The most recent and alarming case is that of Adobe. What will happen to the symbolic, cultural, and economic value of human creativity? Meanwhile, the owners of these platforms accumulate wealth and power without adequately compensating for the training that our works are providing to their systems, without transparently sharing their algorithms, and without offering real alternatives. What is the consequence? We are inadvertently participating in an experiment that could take away our jobs, our creativity, and our place in the economy.
Millions of human creations, such as images, videos, designs, and texts, some of them legally protected, are potentially exposed to systems that can learn from them and replicate them. To be able to work, we must accept these terms, which in the future could leave us excluded from the labor market. The future in graphic design also seems to be heading in this direction, where platforms like Canva automate functions with artificial intelligence.
Creatives, such as designers, writers, programmers, musicians, filmmakers, and architects, are training their potential replacements by being an active part of a process that leads to their own marginalization. This is a repeating pattern: a platform dominates a sector, turns its products into subscriptions, accumulates millions of human works, adjusts its terms of use, trains models, and launches 'smart' versions that do without the original creator.
This problem is not only technical but also ethical, economic, and social. We are becoming 'inputs' instead of mere users. If we continue to accept without questioning, sign without reading, and use without demanding, we will be celebrating our own replacement. It is essential to demand fair conditions, protect our data and creations, and participate in the public dialogue about whether artificial intelligence will be an ally or our enemy in the future. In the case of Adobe, the company reserves the right to analyze and potentially use any open file with its tools to feed its AI.

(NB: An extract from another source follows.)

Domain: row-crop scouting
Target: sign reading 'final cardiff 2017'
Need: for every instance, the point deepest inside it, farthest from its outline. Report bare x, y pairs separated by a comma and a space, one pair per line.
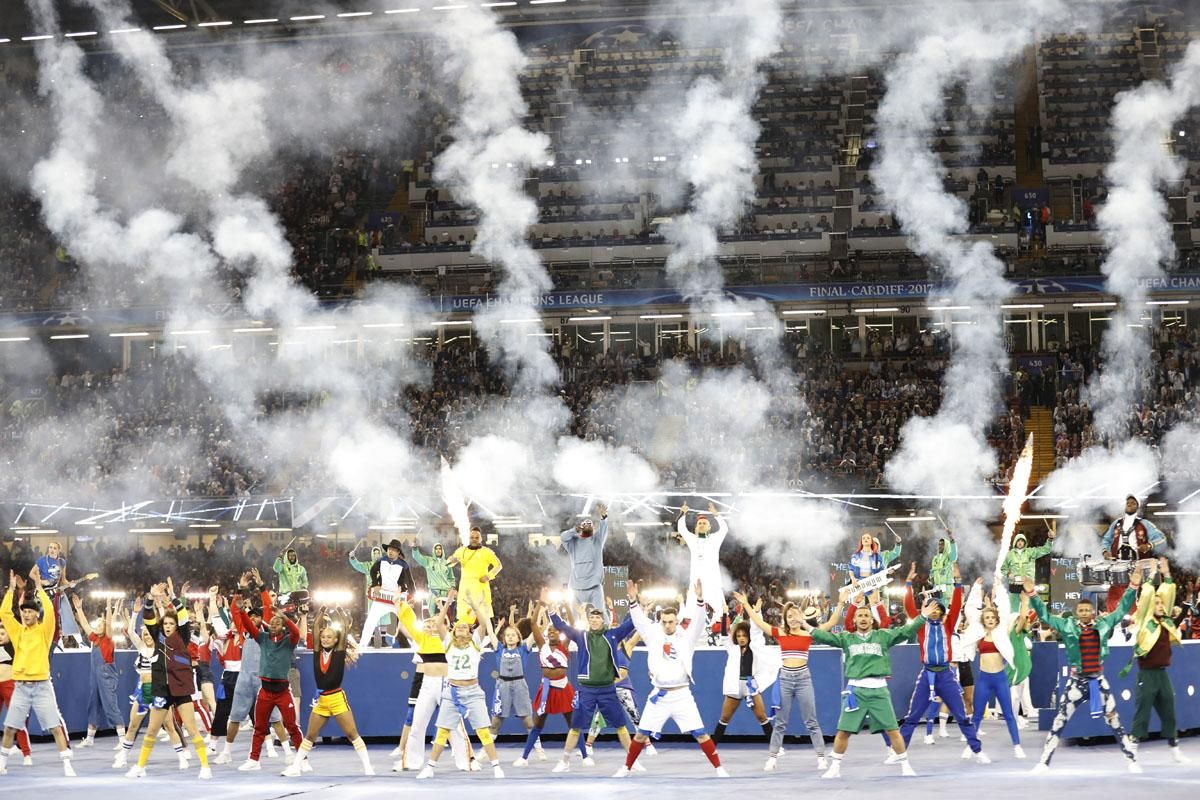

Creatives unknowingly contribute to the knowledge that will later be used to do without them. Where is the line drawn between helping progress and falling into the loss of our creative and labor rights? The case of illustrators contracted by Adobe, who need to accept conditions that could violate agreements with their clients when trying to open their own files, exemplifies this issue. The question is not to reject technological advancement but to ensure fair conditions and protect our rights in an increasingly digitized world.